La historia dominicana reciente se escribe con ruinas. Polyplás. La explosión en San Cristóbal. El paso a desnivel de la Gómez. La tienda en La Vega. ¿La constante? La impunidad. La promesa rota. El minuto de silencio que dura menos que un trending topic. Aquí el luto es fugaz, la memoria débil y la indignación un lujo de clase media tuitera.

Mientras tanto, ustedes van a inauguraciones, cortan cintas, se retratan en obras que no resistirán la próxima lluvia. Se felicitan entre ustedes.
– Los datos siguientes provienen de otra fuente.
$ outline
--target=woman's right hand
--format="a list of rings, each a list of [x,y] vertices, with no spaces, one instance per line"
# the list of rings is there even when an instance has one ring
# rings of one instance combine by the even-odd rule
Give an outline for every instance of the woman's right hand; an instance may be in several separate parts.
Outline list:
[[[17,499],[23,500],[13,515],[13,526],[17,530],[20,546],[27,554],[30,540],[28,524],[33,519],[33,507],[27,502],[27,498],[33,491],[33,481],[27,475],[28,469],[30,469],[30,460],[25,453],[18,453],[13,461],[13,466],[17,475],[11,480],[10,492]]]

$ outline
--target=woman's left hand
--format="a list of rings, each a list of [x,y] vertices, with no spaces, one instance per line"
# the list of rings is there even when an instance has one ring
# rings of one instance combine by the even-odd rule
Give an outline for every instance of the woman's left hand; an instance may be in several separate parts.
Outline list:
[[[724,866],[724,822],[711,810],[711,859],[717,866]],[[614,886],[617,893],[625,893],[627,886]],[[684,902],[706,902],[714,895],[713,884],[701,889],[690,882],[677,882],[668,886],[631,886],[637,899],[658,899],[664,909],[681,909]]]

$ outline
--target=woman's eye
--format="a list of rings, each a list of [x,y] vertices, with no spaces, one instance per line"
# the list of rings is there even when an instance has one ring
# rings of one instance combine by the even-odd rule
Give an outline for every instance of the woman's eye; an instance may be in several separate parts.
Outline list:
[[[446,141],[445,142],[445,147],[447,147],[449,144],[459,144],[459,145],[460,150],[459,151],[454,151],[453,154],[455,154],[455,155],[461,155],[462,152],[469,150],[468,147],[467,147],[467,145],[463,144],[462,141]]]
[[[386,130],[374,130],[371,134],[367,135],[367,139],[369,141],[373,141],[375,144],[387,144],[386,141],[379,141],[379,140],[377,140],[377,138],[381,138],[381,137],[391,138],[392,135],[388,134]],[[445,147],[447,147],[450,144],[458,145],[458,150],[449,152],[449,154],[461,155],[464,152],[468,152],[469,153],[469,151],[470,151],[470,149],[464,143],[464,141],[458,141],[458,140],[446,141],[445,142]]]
Y cuando muere gente, se esconden detrás de comisiones, peritajes y comunicados escritos por pasantes sin alma. El pueblo no quiere condolencias: quiere consecuencias.

Se los digo claro: el país está cansado. No de las tragedias. De que no pase nada después. De que nadie pague. De que la justicia tenga tarifa. De que gobernar sea solo administrar el colapso con buena prensa.

¿Quieren hacer algo histórico? Aprueben el Código Penal. Uno decente, sin mordazas ni regalos al fanatismo. Refuercen las normas. Limpien las instituciones. Pongan a alguien serio a revisar los planos. Y sobre todo: escuchen. No al empresariado. No a los asesores. A la gente. A la que entierra muertos mientras ustedes calculan el costo político del silencio.

Porque si no hacen algo ya —algo real, algo digno—, lo que se desplomará no será un local de baile: será el poco respeto que aún les queda. Y ese colapso, señores, no lo salva ni Dios con casco de ingeniero.
Pónganse del lado del país. O al menos, háganse a un lado.

Porque hasta la paciencia dominicana tiene fecha de vencimiento.